La visita al fiscal del distrito en cuya jurisdicción cuatro meses atrás Dima Krásnikov había intentado robar de una tienda unos téjanos terminó de forma completamente imprevista. Tan imprevista que, cuando Olshanski explicó lo ocurrido por teléfono a Misha Dotsenko, éste salió disparado a contárselo a Nastia.
– Anastasia Pávlovna, resulta que alguien le robó a Baklánov varios sumarios. No tuvo valor de denunciar el robo. Incurrió en negligencia grave, solía marcharse y dejar la puerta abierta, la llave de la caja fuerte la tenía permanentemente metida en la cerradura. Ahora está dándose de cabezazos contra la pared.
– ¿Y qué? -dijo Nastia encogiéndose de hombros-. Le robaron unos sumarios. ¿Y eso es todo?
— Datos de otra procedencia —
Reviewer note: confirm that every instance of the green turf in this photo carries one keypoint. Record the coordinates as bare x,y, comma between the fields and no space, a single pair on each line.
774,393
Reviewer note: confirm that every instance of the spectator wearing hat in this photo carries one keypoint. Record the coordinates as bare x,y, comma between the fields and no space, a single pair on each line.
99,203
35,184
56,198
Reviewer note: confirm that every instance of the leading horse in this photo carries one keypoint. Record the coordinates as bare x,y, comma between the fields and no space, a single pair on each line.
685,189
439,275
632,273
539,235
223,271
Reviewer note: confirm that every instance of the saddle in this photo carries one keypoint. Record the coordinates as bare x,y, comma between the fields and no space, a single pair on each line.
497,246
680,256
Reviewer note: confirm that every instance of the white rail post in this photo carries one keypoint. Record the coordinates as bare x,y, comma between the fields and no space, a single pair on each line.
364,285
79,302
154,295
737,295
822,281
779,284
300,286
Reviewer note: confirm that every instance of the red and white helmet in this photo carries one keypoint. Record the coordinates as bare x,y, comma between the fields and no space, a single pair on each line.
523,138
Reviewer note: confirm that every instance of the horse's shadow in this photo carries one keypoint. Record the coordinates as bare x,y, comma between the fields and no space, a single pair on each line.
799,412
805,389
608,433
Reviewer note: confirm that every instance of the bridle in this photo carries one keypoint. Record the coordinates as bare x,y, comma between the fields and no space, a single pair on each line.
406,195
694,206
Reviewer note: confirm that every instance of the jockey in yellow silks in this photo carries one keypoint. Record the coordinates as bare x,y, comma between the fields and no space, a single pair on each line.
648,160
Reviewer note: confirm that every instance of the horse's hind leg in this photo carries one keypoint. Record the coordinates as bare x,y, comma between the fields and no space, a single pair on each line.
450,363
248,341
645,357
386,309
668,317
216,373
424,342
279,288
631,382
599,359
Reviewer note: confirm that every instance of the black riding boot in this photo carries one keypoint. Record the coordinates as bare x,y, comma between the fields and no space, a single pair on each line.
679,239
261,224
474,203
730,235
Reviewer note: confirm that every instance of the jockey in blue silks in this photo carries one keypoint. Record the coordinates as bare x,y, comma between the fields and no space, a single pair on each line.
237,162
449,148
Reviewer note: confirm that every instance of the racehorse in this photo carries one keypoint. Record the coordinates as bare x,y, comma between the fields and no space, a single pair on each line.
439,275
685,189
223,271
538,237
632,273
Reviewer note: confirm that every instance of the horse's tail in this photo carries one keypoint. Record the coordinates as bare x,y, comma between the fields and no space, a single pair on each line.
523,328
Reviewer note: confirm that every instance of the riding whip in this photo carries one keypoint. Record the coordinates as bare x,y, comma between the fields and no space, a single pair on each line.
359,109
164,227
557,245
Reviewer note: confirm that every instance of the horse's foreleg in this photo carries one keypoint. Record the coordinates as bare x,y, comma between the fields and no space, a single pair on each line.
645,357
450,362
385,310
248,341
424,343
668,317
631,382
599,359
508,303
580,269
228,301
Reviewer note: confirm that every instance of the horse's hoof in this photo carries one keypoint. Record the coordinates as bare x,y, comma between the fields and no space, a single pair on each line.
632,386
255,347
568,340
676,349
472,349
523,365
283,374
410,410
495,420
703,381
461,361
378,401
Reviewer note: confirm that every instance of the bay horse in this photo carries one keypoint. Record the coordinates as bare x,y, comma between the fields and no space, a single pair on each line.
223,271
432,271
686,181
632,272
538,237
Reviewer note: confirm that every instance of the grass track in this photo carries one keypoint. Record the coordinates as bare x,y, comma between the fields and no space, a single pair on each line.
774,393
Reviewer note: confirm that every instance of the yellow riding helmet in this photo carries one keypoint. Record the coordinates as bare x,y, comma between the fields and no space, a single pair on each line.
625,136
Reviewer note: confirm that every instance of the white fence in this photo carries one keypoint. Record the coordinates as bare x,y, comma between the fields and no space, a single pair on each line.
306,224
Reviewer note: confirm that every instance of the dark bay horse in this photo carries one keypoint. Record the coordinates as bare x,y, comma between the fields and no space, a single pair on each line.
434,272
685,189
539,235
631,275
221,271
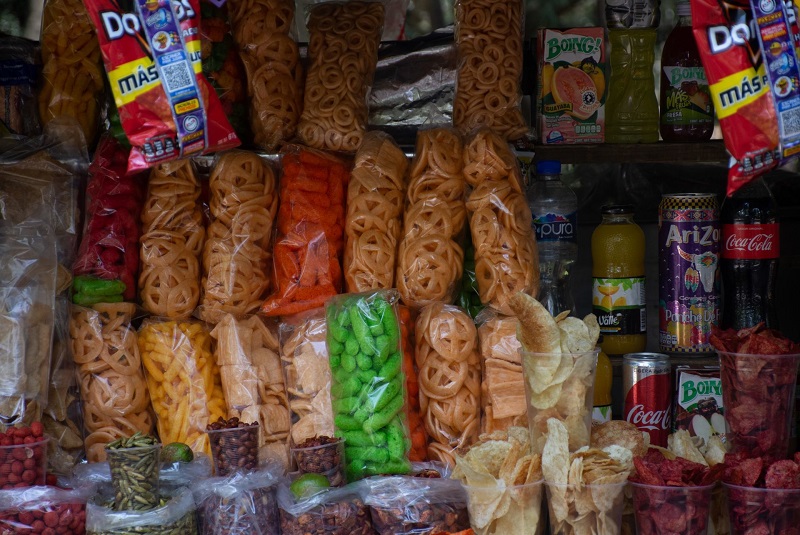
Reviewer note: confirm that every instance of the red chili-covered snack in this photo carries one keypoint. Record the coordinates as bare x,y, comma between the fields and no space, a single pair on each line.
109,249
758,381
308,251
– Le robaron cuatro sumarios de causas penales, entre otros, el de Dima Krásnikov. El sumario contiene los datos de su adopción.
– ¡Lo que nos faltaba! -exclamó Nastia en voz baja-. Entonces, ¿resulta que la información de un expediente robado fue a parar a las manos de Galaktiónov?
– Eso es lo que resulta, Anastasia Pávlovna.
– ¿Cómo puede ser? ¿Acaso los robó él?
– Es probable -asintió Misha-. ¿Por qué no?
– Pero ¿para qué? -exclamó Nastia con angustia, tan absurda le parecía la idea-. ¿Para qué rayos los querría? Aunque… espere un segundo, Míshenka… No, no tengo razón, estoy diciendo tonterías, y usted escucha y no dice nada aunque no debe cortarse en enmendarme la plana. ¿Cuáles son los otros sumarios robados?
– Aquí los tengo, lo he apuntado todo. El primero era el de Krásnikov, por intento de robo. El segundo, atraco a un banco con varios implicados. El tercero, un parricidio y un suicidio, el caso tuvo que ser cerrado por falta del autor de los hechos, es decir, del responsable penal. Faltaba literalmente un día para archivar el caso. El cuarto, conducta antisocial especialmente grave, artículo 206 apartado 3, el culpable fue identificado y estaba a punto de pasar a disposición judicial.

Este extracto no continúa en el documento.